Human skin is overlaid with what dermatologists call Blaschko’s Lines, a pattern of stripes covering the body from head to toe. The stripes run up and down your arms and legs and hug your torso. They wrap around the back of your head like a speed skater’s aerodynamic hood and across your face. Or they would, if you could see them.
In the early 1900s, German dermatologist Alfred Blaschko reported that many of his patients’ rashes and moles seemed to follow similar formations, almost as though they were tracing invisible lines. But those lines didn’t follow nerves or blood vessels. They didn’t represent any known body system.
Here is how Blaschko depicted these lines in an early paper:
It turns out these lines are far more extensive than even Blaschko thought.

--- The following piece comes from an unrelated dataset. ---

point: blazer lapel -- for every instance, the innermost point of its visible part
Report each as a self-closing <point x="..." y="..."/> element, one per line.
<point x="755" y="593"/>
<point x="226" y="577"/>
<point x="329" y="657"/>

And today we know what they are: cellular relics of our development from a single cell to a fully formed human. Each one of us started out as a single cell, and then a little glob of cells. As the cells divided, they differentiated. Some became muscles, others bones, still others organs. And some became skin. As those skin cells continued dividing, they expanded and stretched to cover a quickly growing body. One cell line pushed and swirled through another like steamed milk poured into an espresso to make a latte.
Blaschko’s lines are the molecular evidence of those swirls.
Most people will never see their own stripes. As Blaschko noted, there are dozens of skin conditions that follow these lines, but most of them affect patches of skin or a single body part, not the entire body.
And then there are the chimeras. Remember the single cell that turned into a glob? From time to time, two of these starter cells will merge and become a glob together. The glob eventually resolves into a chimera: an animal with two lines of DNA. As the animal’s skin develops, the two groups of cells divide and swirl just like non-chimera skin cells. The difference is that the two groups of chimerical cells are slightly different from each other.
Sometimes, this difference is obvious. More often in humans, though, it’s too subtle to notice with the naked eye, and can only be spotted under UV light.
A version of this story ran in 2015; it has been updated for 2022.